Kirli derken, tarım zehri yükünü kastediyorum. Çilekten sonraki en kirli sebze ise ıspanak. Daha sonra da sırasıyla lahana, şeftali, armut, nektarin, elma, üzüm, dolmalık biber, acı biber, kiraz, yaban mersini, taze fasulyenin, tarım zehirleri kalıntısını diğer meyve ve sebzelere oranla daha fazla içerdikleri anlaşılıyor.
“Kirli 12” olarak anılan bu listeyi, her yıl ABD merkezli Çevre Çalışma Grubu (EWG) kamuoyuna açıklıyor. Ülkemizde ise maalesef böyle bir kuruluş yok. Tarım ve Orman Bakanlığı’nın gerçekleştirdiği pestisit analizlerinin sonuçları yıllardır erişime kapalı. Haliyle ülkemizdeki güncel durumu göremiyoruz. Akademik çalışmalar ve Avrupa’ya ihraç ettiğimiz sebze meyvelere yönelik analizlerin sonuçları bazı ipuçları içeriyor.
Çileğin bizim coğrafyada da tarım zehri yükü açısından riskli olduğunu söyleyebiliriz. Kullanımı izinli 10’dan fazla pestisitin uygulanabildiği çilekte, Türkiye’de yasaklanan klorprifos ve dichlorvosun saptandığını akademik çalışmalardan biliyoruz. Şeftali ve nektarin de Türkiye’de en yoğun pestisit kullanılan meyveler arasında.
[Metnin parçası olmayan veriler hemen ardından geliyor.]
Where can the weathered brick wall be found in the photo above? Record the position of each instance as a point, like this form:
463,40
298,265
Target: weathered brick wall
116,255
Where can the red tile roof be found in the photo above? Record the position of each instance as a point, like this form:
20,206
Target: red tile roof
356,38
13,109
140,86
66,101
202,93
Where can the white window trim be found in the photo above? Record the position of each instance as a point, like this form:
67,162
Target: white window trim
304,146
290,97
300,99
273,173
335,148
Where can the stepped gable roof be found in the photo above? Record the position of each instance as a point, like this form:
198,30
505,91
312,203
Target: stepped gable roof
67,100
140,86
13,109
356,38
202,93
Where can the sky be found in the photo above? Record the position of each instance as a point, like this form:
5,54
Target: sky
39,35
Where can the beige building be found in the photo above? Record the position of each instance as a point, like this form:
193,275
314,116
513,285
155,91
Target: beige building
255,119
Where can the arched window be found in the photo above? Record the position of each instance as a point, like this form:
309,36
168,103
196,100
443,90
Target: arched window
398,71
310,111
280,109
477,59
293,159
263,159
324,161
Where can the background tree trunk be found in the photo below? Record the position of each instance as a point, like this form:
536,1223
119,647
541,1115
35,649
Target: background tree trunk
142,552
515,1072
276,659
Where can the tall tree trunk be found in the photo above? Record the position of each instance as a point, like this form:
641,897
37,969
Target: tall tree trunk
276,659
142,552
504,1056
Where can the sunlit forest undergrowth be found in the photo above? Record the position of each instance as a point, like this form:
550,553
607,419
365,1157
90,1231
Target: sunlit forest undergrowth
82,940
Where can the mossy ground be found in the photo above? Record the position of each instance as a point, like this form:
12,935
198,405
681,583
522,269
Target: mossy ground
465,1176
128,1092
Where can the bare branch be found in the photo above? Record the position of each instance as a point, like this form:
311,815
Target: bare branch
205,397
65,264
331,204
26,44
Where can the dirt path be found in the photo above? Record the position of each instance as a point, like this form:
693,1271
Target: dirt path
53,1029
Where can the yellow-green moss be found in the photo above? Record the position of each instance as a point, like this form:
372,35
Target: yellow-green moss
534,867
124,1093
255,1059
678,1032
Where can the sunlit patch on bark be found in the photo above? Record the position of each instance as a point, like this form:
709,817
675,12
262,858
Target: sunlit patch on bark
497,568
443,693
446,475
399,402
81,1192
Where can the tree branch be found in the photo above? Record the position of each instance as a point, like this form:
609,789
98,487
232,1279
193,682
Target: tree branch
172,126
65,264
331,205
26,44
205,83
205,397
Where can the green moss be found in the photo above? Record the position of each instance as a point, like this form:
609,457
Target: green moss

Bursa’da bir sezonda şeftaliye ortalama 10 kez kimyasal püskürtülüyor. Pazarda satılan şeftalinin yüzde 76’sında tarım zehri olduğunu Ege Bölgesi’nde yapılan bir araştırmadan biliyoruz. Nektarinde de durum farksız. AB’nin “coğrafi işaret”ine sahip “Bayramiç beyazı”nı dahi zehre bulamışız maalesef. Çanakkale pazarından toplanan örnekleri inceleyen bir akademik çalışma, Bayramiç beyazında yasaklı dimethoate kimyasalının tolere edilebilir limitten 9 kat fazla miktarda saptandığını gösteriyor.